Question

I don't have the required version of PHP that supports finally, so I am wondering if this:

try {
    work();
} catch (Exception $e) {
    cleanup();
    throw $e;
}

cleanup();

is exactly the same as

try {
    work();
} finally {
    cleanup();
}
Was it helpful?

Solution

The point of the finally block is to execute regardless of what happens in the try block, or in following catch cases. So if you think about it, the code in the finally block is executed either after a successful try block execution, or after any exception was thrown. So if you write it just as you did in your solution, then you do indeed mimic the situation exactly. If there is no exception, the code after the try/catch structure is executed; and if there is an exception—any exception—you also execute it.

I think the only situation which the finally support may rescue you from, which your version inherently can’t, is when you are actually aborting the outer execution stack early. For example if this code is inside a function and you are returning from within the try block, then the finally would still be executed, but in your manual implementation it of course couldn’t.

So if you make sure that you do not leave early, then yes, it should work in the same way.

There are not many ways to leave a function early that don’t throw an exception; return is the most obvious and aborting the program with exit, die or similar would be another.

OTHER TIPS

Finally code blocks execute always - if there's an exeption, and if there isn't. But if you catch an exeption and do cleanup() after catch block, then yes - it's basically the same thing.

From the PHP docs:

In PHP 5.5 and later, a finally block may also be specified after the catch blocks. Code within the finally block will always be executed after the try and catch blocks, regardless of whether an exception has been thrown, and before normal execution resumes.

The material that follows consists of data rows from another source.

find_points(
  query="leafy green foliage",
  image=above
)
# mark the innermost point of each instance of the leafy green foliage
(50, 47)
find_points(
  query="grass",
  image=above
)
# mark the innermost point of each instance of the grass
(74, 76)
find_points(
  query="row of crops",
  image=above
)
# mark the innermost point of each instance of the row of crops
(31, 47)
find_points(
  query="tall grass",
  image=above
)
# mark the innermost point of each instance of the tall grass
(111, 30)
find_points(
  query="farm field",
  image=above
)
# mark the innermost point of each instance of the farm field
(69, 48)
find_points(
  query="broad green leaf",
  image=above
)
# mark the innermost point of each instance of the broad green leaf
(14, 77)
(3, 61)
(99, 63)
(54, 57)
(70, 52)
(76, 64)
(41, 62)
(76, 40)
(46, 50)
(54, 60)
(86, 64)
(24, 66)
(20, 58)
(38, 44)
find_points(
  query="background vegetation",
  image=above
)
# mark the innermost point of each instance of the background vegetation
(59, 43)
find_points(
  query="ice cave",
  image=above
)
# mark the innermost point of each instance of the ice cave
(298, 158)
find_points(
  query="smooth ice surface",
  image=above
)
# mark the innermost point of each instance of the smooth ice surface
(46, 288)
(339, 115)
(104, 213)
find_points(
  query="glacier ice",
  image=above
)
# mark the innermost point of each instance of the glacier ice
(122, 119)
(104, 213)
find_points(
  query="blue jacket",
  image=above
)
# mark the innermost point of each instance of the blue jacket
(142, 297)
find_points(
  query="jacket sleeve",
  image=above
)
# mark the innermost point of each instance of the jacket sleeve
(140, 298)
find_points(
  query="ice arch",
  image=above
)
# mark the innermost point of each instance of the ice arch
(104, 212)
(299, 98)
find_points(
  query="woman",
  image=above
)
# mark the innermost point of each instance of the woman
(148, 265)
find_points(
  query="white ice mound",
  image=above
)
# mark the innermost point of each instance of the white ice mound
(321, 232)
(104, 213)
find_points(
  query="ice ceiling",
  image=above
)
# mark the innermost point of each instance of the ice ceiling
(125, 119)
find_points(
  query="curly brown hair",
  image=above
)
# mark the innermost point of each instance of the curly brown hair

If you look at the examples, you'll notice that the finally block will always execute even if the exception is caught. However, when there is an exception, the code will not resume, so the finally block is a good way to ensure that certain lines of code are always executed even if there is an exception.

The finally block will matter if your catch block uses a return function or something like that. Otherwise, there is no difference between putting your cleanup in the finally block or after your try/catch

Here's the example in question from the doc comments:

Just an example why finally blocks are usefull (5.5)

<?php

//without catch
function example() {
  try {
    //do something that throws an exeption
  }
  finally {
    //this code will be executed even when the exception is executed
  }
}

function example2() {
  try {
     //open sql connection check user as example
     if(condition) { 
        return false;
     }
  }
  finally {
    //close the sql connection, this will be executed even if the return is called.
  }
}

?>

Generally, yes.

Most of times, both examples work equivalently:

<?php
function work_success() {
    echo 'working' . PHP_EOL;
}

function work_fail() {
    echo 'working with fail' . PHP_EOL;
    throw new Exception('exception');
}

function cleanup() {
    echo 'cleanup' . PHP_EOL;
}

Code without finally:

try {
    work();
} catch (Exception $e) {
    cleanup();
    throw $e;
}
cleanup();

Code with finally:

try {
    work();
} finally {
    cleanup();
}

Results when work = work_success for both finally and non-finally versions:

working
cleanup

Results when work = work_fail for both finally and non-finally versions:

working
cleanup
Exception: exception

However, there are caveats.

Like @poke said, using your examples together with control flow mechanisms might get funny results. Here's an illustration of this using simple return statement:

function test()
{
    try {
        return 'success';
    } catch (Exception $e) {
        cleanup();
        throw $e;
    }
    cleanup();
}

echo test();

This will output just success. cleanup() won't get fired unless an exception is thrown. According to prior examples, equivalent finally counterpart to above example would look like this:

function test()
{
    try {
        return 'success';
    } finally {
        cleanup();
    }
}

echo test();

Note that this will execute cleanup() regardless of any exceptions, so the output will be:

cleanup
success

For some people it's suprising that code in finally block is executed prior to return statements. As long as you are aware of this, there should be no problems.